Recombinant Human papillomavirus 11 Protein E7 is expressed in E. coli and covers the complete protein sequence from amino acids 1-98. The protein carries an N-terminal 10xHis-tag and a C-terminal Myc-tag, which helps with both purification and detection processes. SDS-PAGE analysis shows the protein achieves greater than 90% purity, which appears to support reliable performance in research settings. This protein is for research use only.
HPV11 Protein E7 plays what seems to be a central role in studying how viruses interact with their host cells. E7 disrupts normal cellular control mechanisms, particularly those involved in cell cycle regulation. Its ability to alter host cell functions makes it an important research target for scientists trying to understand viral disease development and explore possible treatments.
Potential Applications
Note: The applications listed below are based on what we know about this protein's biological functions, published research, and experience from experts in the field. However, we haven't fully tested all of these applications ourselves yet. We'd recommend running some preliminary tests first to make sure they work for your specific research goals.

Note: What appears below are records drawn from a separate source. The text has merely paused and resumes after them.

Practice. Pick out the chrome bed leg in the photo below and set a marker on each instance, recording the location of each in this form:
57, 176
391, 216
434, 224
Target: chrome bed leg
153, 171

Human papillomavirus 11 Protein E7 is an oncoprotein that requires precise folding, proper zinc-binding domain formation (via two CXXC motifs), and specific tertiary structure for its functional activity in cell transformation and binding to host proteins like Rb. The E. coli expression system cannot provide the eukaryotic folding environment, and more critically, cannot support the zinc incorporation essential for E7's structural stability and function. The dual N-terminal 10xHis-tag and C-terminal Myc-tag may cause steric interference with the protein's functional domains. While the full-length protein (1-98aa) contains all functional residues, the probability of correct folding with functional bioactivity is extremely low without experimental validation of zinc incorporation and proper tertiary structure.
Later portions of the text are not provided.